Learn More About the Panelists
Elizabeth Berry-Kravis, MD, PhD, is a professor of Pediatrics, Neurological Sciences, Anatomy, and Cell Biology at Rush University Medical Center in Chicago. She attended the University of Notre Dame for her undergraduate studies and the University of Chicago for her medical degree, PhD, and training in pediatric neurology. In 1992, Dr. Berry-Kravis established the Fragile X Clinic and Research Program, through which she provides care to over 700 patients with Fragile X syndrome.
She has studied Fragile X syndrome medical issues, epilepsy, and psychopharmacology, and has been a leader in translational research, including the development of outcome measures and biomarkers, natural history studies, newborn screening, and particularly clinical trials of new targeted treatments.
Her laboratory studies cellular roles of the Fragile X protein (FMRP), its relationship to phenotypes, and optimization of genetic testing methods. Dr. Berry-Kravis is also a member of the NFXF’s Clinical Trials Committee.
Nicole Tartaglia, MD, works as faculty for the Colorado School of Medicine at Children’s Hospital Colorado in the Department of Pediatrics Section of Developmental Pediatrics, where she founded and directs the eXtraordinarY Kids Clinic for children and adolescents with sex chromosome disorders, and is also the director of the Denver Fragile X Clinic.

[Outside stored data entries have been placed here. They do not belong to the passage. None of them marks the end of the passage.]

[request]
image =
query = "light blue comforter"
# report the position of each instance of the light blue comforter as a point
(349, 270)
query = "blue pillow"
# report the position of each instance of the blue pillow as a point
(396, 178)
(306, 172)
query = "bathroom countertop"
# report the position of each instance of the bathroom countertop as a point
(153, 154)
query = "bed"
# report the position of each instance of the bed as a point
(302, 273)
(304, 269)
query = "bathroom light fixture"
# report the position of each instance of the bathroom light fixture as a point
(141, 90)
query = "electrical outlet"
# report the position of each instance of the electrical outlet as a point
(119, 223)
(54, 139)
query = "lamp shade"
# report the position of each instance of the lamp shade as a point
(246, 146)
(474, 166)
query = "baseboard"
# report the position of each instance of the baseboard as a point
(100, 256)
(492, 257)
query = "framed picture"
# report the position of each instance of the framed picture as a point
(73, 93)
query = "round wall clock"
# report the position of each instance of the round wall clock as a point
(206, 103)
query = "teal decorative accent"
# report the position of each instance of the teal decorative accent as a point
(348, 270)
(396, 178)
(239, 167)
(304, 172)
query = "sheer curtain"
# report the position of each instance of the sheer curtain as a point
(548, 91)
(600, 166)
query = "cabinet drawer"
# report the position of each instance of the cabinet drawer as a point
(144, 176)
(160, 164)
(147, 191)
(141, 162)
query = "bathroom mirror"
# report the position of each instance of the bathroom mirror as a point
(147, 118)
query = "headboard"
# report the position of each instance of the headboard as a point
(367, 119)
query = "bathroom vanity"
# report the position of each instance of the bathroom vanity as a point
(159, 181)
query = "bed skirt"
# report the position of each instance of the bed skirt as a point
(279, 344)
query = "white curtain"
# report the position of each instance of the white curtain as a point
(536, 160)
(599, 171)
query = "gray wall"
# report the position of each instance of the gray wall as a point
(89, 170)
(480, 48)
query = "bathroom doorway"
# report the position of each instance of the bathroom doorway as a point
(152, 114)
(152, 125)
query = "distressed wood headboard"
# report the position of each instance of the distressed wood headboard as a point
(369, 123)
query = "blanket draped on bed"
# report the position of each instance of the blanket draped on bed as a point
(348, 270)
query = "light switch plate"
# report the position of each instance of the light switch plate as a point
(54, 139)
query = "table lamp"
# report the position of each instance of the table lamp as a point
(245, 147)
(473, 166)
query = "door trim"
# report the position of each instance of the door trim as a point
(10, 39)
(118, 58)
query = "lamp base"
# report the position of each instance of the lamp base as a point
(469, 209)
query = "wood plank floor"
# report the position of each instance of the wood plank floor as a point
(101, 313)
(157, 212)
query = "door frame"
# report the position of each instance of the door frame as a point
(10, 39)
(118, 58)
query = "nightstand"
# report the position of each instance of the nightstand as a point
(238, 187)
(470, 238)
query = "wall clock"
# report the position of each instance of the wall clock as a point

In these clinics, she leads multidisciplinary teams that include medical providers, genetic counseling, psychology, speech-language therapy, occupational therapy, nursing, and social work, and collaborates extensively with community providers, therapists, and schools to provide optimal care for these special populations. She also evaluates and treats children with general developmental delays, autism spectrum disorder, ADHD, and other neurogenetic disorders.
She attended university and medical school at the University of Colorado. She completed her training in general pediatrics at Children’s Hospital Los Angeles, and fellowship training in developmental-behavioral pediatrics at the University of California Davis MIND Institute, where her research focused on children and adults with developmental disabilities, chromosomal abnormalities, Fragile X syndrome, and autism spectrum disorder. She also obtained her master’s in clinical investigation from the University of Colorado Graduate School.
Dr. Tartaglia has federally funded research projects evaluating natural history and outcome measures in sex chromosome disorders and Fragile X and collaborates with national networks of clinics to develop best practices for treatments of these conditions. She is also very active in clinical trials of targeted treatment medications for neurobehavioral features and developmental disabilities. Dr. Tartaglia is also a member of the NFXF’s Clinical Trials Committee.